Function ConstructMessage(
                d As Debug_Commands, 
                Optional arg1, 
                Optional isManualCall As Boolean = False
) As Boolean
    If d = dc_GetVar Then
        'REQ <int: 0x1a> <str: varname> EOM
        If Not isManualCall Then
            AddByte DUK_DBG_MARKER_REQUEST
            AddByte &H80 + &H1A 'DUK_DBG_CMD_GETVAR
            'opd_dbgManuallyTriggerGetVar support
        End If
        AddString CStr(arg1)
        AddByte DUK_DBG_MARKER_EOM
        ConstructMessage = True
        Exit Function
    End If
End Function

int __stdcall DukOp(int operation, duk_context *ctx, int arg1, char* arg2){
#pragma EXPORT

	   case opd_dbgManuallyTriggerGetVar:
		  return 0;

void ManuallyTriggerGetVar(duk_context* ctx){ duk_hthread *thr = (duk_hthread *)ctx; duk_heap *heap; DUK_ASSERT(thr != NULL); heap = thr->heap; DUK_ASSERT(heap != NULL); DUK_UNREF(ctx); duk__debug_handle_get_var(thr, heap); /* this direct call bypasses following code: DUK_LOCAL void duk__debug_process_message(duk_hthread *thr) { ... x = duk_debug_read_byte(thr); switch (x) { case DUK_DBG_MARKER_REQUEST: { cmd = duk_debug_read_int(thr); switch (cmd) { ... case DUK_DBG_CMD_GETVAR: { duk__debug_handle_get_var(thr, heap); break; */ }

(VarReturn still has to be a private module level variable to work across the callback)

So heres is the fancy part ( which could totally break in teh future but they already warned us the whole protocol could change so..)

We cant return back to my DukTape_Read_CallBack..but can we initiate the request / reply mechanism to get the data we want from our current stack position?

The answer is yes!

Since we know that duktape reads values from the buffer as it requires them..we can call into the internal message processing code directly at a suitable point.

In the example protocol message shown above, the first two bytes 01 9A are read individually. One place to say hey its a request, and 9a for ok its a GETVar request.

At this point duktape calls duk__debug_handle_get_var(duk_hthread *thr, duk_heap *heap) and the reading of the request buffer keeps occuring as normal, followed by its normal response.

So for us to call into this specific spot which is technically mid protocol parse..all we have to do is construct our Get_VAR request buffer, absent the first two bytes and it will process as normal.

By the time our custom DukOp opd_dbgManuallyTriggerGetVar returns, the entire read/write cycle has already completed and our module level VarReturn variable has been set.

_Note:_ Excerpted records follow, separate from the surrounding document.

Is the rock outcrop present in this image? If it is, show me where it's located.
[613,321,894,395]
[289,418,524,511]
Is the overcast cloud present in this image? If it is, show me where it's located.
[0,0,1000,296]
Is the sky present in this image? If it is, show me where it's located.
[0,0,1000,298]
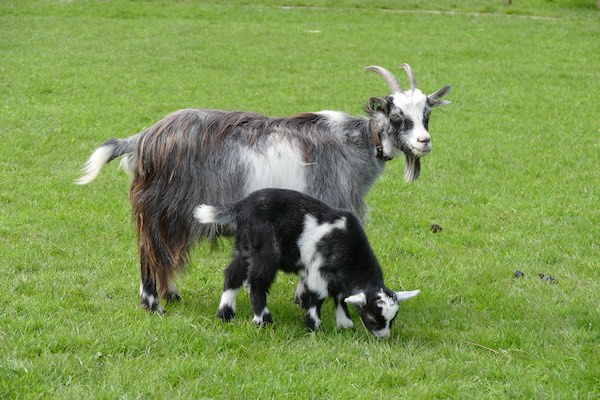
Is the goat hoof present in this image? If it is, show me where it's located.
[217,306,235,322]
[252,314,273,327]
[142,300,167,314]
[165,293,181,302]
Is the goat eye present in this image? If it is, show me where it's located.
[390,112,403,121]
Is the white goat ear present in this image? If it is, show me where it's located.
[427,85,452,107]
[396,290,421,303]
[344,292,367,306]
[369,97,388,114]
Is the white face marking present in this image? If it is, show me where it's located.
[244,138,306,195]
[219,289,240,312]
[392,89,431,157]
[298,214,346,298]
[373,290,400,338]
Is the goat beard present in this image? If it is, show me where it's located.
[404,153,421,182]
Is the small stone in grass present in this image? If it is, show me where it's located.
[515,270,525,278]
[539,274,557,283]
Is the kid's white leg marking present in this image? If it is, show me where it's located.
[252,307,270,325]
[298,214,346,298]
[335,296,354,329]
[308,306,321,329]
[219,289,240,312]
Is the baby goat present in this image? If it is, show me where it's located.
[194,189,420,338]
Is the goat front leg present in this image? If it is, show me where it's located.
[333,293,354,329]
[294,278,309,310]
[304,291,325,331]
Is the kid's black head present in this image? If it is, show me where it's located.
[344,288,421,339]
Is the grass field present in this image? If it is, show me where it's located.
[0,0,600,399]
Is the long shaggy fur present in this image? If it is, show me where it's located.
[77,65,449,312]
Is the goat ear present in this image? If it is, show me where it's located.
[427,85,452,107]
[368,97,388,114]
[396,290,421,303]
[344,292,367,306]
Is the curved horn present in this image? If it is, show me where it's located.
[365,65,410,94]
[400,64,417,90]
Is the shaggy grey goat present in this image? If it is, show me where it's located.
[77,64,450,313]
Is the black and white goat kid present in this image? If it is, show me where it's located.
[77,64,450,312]
[194,189,420,338]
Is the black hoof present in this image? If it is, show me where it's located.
[217,306,235,322]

This is a pretty unique solution and is working like a charm. Complex, yes..a hack..yes..but for the envirnoment I am working with it was the simpliest solution (technically not logically) and appears stable.

If I didnt really want the ability to do syncronous data calls in other parts of the code I wouldnt have bothered, but I think I will need this in several other places as well.

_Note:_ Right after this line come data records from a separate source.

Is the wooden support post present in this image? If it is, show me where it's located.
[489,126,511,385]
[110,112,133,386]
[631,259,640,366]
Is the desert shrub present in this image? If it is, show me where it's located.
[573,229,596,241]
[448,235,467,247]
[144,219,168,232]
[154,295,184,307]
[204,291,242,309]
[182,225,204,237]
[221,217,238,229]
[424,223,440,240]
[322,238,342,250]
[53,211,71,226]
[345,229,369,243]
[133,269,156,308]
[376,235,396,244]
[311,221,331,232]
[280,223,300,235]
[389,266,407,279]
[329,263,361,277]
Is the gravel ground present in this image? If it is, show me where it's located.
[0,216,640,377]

Phew.. that made my brain hurt!

Comments: (1)

On 07.19.15 - 8:24am Dave wrote:
actually i just had another realization that makes life simpler. Instead of creating a custom protocol packet missing the first two bytes so I can call one of the specific internal functions directly..just calling the top level duk__debug_process_message with a full protocol packet ready to go, does the exact same thing, but with less "special conditions" and care in processing..You can see the simplification in this commit

So long story short..I needed a way for the user to initiate debugger read request and response cycle so that from the point of view of the user, the data was directly available when the trigger returns.

Still sounds complex..but whatever it works.